Global Alert and Response (GAR)

Abstracts summarizing recent research overseen by the WHO Advisory Committee on Variola Virus Research - 2004

Clues to Variola Virus Evolution and Virulence Changes

Joseph J. Esposito1#, Scott A. Sammons1, A. Michael Frace1, John D. Osborne1, Melissa Olsen-Rasmussen1, Ming Zhang1, Renee Galloway1, Inger K. Damon2, Richard L. Kline2, Yu Li2, Joanne L. Patton2, James W. LeDuc3, Robert M. Wohlhueter1

1 Biotechnology Core Facility Branch, Scientific Resources Program
2Poxvirus Activity,
3 Division of Viral and Rickettsial Diseases
National Center for Infectious Diseases,
Centers for Disease Control and Prevention, Atlanta, Georgia, 30333, United States of America

# Please direct all queries to corresponding author

Ironically, as we celebrate the 25th anniversary of smallpox eradication, the etiologic agent variola virus remains. We are investigating the evolution and sequence diversity of an epidemiologically varied selection of 48 variola virus isolates from the last 40 years that smallpox was endemic. The isolates’ group into three strains: West African major, American alastrim minor, and Asian major, the latter group contains non-West-African African major and minor variants.

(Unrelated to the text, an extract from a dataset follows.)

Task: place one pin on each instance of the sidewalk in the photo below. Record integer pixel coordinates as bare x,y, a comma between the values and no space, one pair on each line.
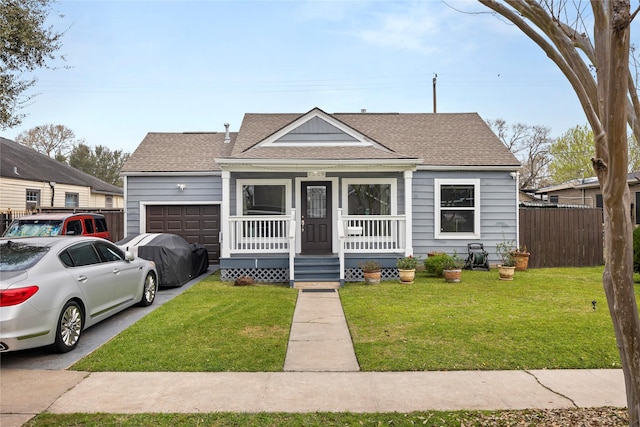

Assessment of lineage-specific gene/sequence loss and negative selection in the ~186-kilobase pair genome DNA, phylogenetic relationships with other orthopoxviruses, and exclusion of the minor variola strains and variants because they emerged in the late 1800’s infer the lineage of the selected isolates derives from the West African major strain. Small differences in a consensus of 13 of ~200 potential encoded proteins distinguish the non-West-African African major and minor variants and small differences in 41 putative proteins distinguish West African from alastrim strains, which may have undergone recombination after they diverged from each other.

Variola virus sequence diversity data should help improve viral detection accuracy, antiviral drug targeting, and systems to develop and assess safe, unfailing cures to supplant smallpox era remedies if variola virus somehow reemerges.